All you need: http://mxtoolbox.com/blacklists.aspx


----------



## ICPH (Mar 14, 2016)

SaadIsmail said:


> All you need: http://mxtoolbox.com/blacklists.aspx



thx, its indeed good, but i would like to check around 15 IPs and im unable to fetch results from Linux command Line using wget, curl, lynx. Even i use URL equiped with IP (the one seen on results page), It shows the page without results. Please any more ideas where i can extract status via Linux command?


----------



## Jive (Mar 26, 2016)

ICPH said:


> thx, its indeed good, but i would like to check around 15 IPs and im unable to fetch results from Linux command Line using wget, curl, lynx. Even i use URL equiped with IP (the one seen on results page), It shows the page without results. Please any more ideas where i can extract status via Linux command?

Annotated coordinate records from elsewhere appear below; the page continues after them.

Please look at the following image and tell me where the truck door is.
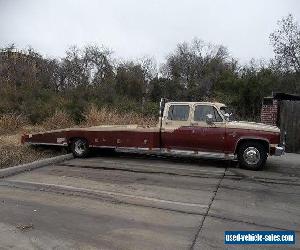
[189,104,225,152]
[161,103,191,150]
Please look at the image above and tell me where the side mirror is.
[206,114,214,125]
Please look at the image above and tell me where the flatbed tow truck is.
[21,99,284,170]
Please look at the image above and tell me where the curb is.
[0,154,73,178]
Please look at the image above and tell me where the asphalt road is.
[0,151,300,249]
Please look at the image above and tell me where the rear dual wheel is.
[237,142,268,170]
[71,138,89,158]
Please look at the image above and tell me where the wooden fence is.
[279,101,300,153]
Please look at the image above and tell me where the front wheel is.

You could probably script something that works similarly to mx toolbox and is command line friendly. Give the script a list of the IP addresses you care about, loop through and use the _dig_ command do a DNS lookup for each of the major DNSBLs from mx toolbox.


I'm most of the way through building and android app that does this and some other stuff to monitor a few machines I look after - the implementation wasn't too hard. It would be cool if you could make it a cron job and have it email you results/run it at will from the command line though.


There is a shell script at the link below that does most of the hard work, all you'd need to do is add the ability to loop through a list of IP addresses, and maybe have it only output blacklists that it finds the IP address listed in  (ie no output means all is well, and cron won't send you an email about it)


http://daemonforums.org/showthread.php?t=302


-- Edit: I added looping to the mentioned script and put it on github. If anyone has any suggestions on how to better achieve this let me know/send a PR 


https://github.com/texh/bash-dnsbl-check


----------



## kunnu (Apr 4, 2016)

Subscribe to most of anti-spam network sites who will notify you like Spamcop type site. Other option is monitor your mail server and use anti-spam tool to detect spamming. There is many options are available for control panel like cPanel, DirectAdmin, SiteWorx, etc.


----------